Se ne esce così dal festival nell’incertezza, chiedendoci quale futuro aspettarci, sperando che a prevalere sia la volontà di rimettere il teatro pubblico, quello dei Nazionali e dei Tric, quello che attualmente riceve cifre sempre meno sostanziose, ma pur sempre cifre, al centro di una politica a lungo respiro, progettuale. Parlando con Massimo Paganelli al telefono, per un confronto informale sulla problematica, illuminante è stata la sua battuta, quando ha detto che la questione in sostanza sia “su cosa in generale vogliamo fare di questo mondo”.
E in effetti il destino dei finanziamenti pubblici al teatro, per dirla banalmente, rientra in uno sguardo più ampio di scelte all’interno di una politica di riforme che sembra sempre più focalizzarsi su numeri e cifre, dimenticandosi che c’è ben altro.

Tornando alla due giorni di Prato, Attilio Scarpellini e Massimiliano Civica hanno reso pubblico, in un incontro al teatro Magnolfi, un documento contenente una riflessione sulla perdita di senso del teatro dal titolo “La fortezza vuota”, prendendo spunto dal titolo di un libro di Bruno Bettelheim. Il testo, molto elaborato, si concentra sulla funzione del teatro e sul suo diritto ad esistere nel mondo d’oggi, analizza la recente riforma ministeriale e cerca di proporre soluzioni e spunti che conducano a “riprendere il discorso tra le rovine”.

Ne “La fortezza vuota” emerge come il teatro pubblico sia stato trasformato in teatro pubblico commerciale, dove si assiste a una contraddizione evidente: in sintesi verrebbe richiesto ai teatri (Teatri Nazionali e Tric) di presentare progetti che abbiano un forte impatto commerciale, ma i finanziamenti sono concessi solo a chi dichiara a preventivo un passivo di bilancio. Tutto questo ha come scopo ultimo, sottolineano Civica e Scarpellini, quello di trasformare in breve tempo i Teatri Nazionali in future piccole aziende teatrali, dove il finanziamento pubblico sia solo un ricordo.
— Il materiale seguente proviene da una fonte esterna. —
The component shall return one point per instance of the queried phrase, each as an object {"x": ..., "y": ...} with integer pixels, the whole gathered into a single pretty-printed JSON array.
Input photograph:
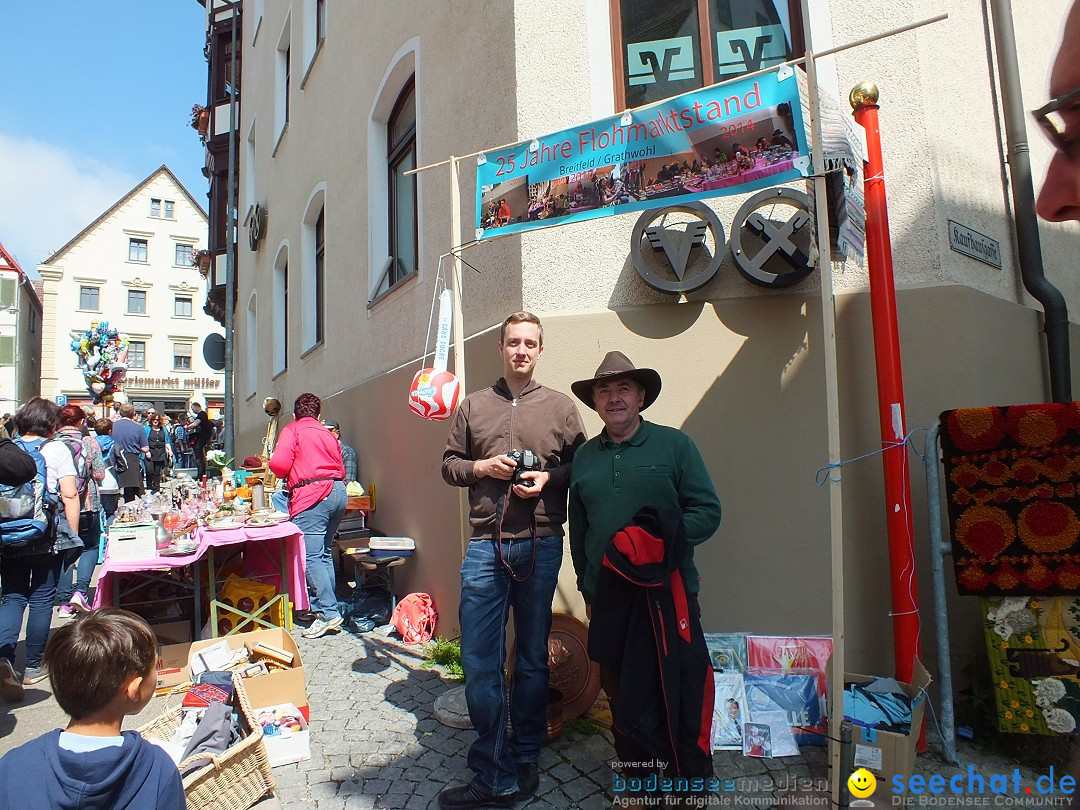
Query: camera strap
[{"x": 500, "y": 513}]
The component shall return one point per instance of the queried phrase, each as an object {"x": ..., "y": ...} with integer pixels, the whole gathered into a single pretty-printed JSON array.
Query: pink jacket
[{"x": 306, "y": 450}]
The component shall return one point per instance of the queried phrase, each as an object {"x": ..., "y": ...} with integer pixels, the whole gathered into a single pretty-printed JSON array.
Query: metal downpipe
[{"x": 1028, "y": 246}]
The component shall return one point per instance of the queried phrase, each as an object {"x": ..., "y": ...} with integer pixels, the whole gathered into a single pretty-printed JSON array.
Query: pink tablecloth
[{"x": 286, "y": 530}]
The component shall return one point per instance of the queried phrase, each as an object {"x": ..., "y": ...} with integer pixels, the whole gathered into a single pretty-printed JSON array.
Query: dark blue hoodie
[{"x": 136, "y": 775}]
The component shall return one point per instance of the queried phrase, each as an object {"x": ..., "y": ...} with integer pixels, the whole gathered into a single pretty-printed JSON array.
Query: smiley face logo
[{"x": 862, "y": 783}]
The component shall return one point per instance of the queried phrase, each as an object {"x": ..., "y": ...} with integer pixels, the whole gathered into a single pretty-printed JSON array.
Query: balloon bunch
[{"x": 103, "y": 358}]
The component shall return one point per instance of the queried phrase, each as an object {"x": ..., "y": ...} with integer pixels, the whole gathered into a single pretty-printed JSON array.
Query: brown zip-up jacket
[{"x": 490, "y": 422}]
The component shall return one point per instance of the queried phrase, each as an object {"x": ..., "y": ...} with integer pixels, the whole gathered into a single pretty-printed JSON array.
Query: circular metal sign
[
  {"x": 784, "y": 257},
  {"x": 677, "y": 247}
]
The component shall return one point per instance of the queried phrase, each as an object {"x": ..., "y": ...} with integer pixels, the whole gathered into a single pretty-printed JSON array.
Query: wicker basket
[{"x": 233, "y": 780}]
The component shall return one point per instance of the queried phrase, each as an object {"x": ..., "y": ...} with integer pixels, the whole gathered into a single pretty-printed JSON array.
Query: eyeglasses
[{"x": 1051, "y": 118}]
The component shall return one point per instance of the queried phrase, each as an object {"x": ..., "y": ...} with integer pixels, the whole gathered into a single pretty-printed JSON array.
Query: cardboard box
[
  {"x": 284, "y": 745},
  {"x": 133, "y": 542},
  {"x": 281, "y": 686},
  {"x": 172, "y": 666},
  {"x": 887, "y": 753}
]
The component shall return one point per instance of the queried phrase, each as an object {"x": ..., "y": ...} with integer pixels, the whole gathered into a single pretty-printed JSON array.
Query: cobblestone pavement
[{"x": 377, "y": 744}]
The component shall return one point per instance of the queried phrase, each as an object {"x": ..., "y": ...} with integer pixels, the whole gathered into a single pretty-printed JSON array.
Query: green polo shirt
[{"x": 657, "y": 467}]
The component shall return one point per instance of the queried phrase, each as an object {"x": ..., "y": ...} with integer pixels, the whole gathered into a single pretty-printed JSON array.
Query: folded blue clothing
[{"x": 872, "y": 706}]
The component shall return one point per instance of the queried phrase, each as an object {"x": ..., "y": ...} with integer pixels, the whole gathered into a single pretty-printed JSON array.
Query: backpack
[
  {"x": 415, "y": 618},
  {"x": 82, "y": 468},
  {"x": 27, "y": 512}
]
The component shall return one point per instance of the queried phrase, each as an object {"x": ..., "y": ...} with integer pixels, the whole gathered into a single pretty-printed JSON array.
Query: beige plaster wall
[{"x": 744, "y": 379}]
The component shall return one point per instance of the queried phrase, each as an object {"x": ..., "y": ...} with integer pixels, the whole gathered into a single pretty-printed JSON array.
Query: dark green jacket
[{"x": 657, "y": 467}]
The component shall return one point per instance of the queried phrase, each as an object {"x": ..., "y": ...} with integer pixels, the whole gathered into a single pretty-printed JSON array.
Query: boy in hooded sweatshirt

Nella seconda parte del documento tuttavia si mette in luce come in tempi recenti, in situazioni di forte disagio economico (Argentina, Spagna e Grecia), ci sia stato un proliferare di scene spesso spontanee ed improvvisate, fino a ritornare col pensiero al caso esemplare della Varsavia del dopoguerra, dove la municipalità decise di impiegare le prime risorse a disposizione per la ricostruzione del Teatro Comunale.
Civica e Scarpellini sottolineano come il teatro possa finire, “ma il bisogno degli uomini di riunirsi per riconoscersi in una rappresentazione della propria vita, non finisce mai”.
In breve, per riportare il teatro al centro della cultura, “occorre stabilire una nuova alleanza tra gli artisti, gli spettatori e la critica, basata sull’indipendenza e la non interscambiabilità delle loro funzioni all’interno di una stessa comunità di passioni”. E tutto questo tenendo ben presente il primato dell’arte e degli artisti.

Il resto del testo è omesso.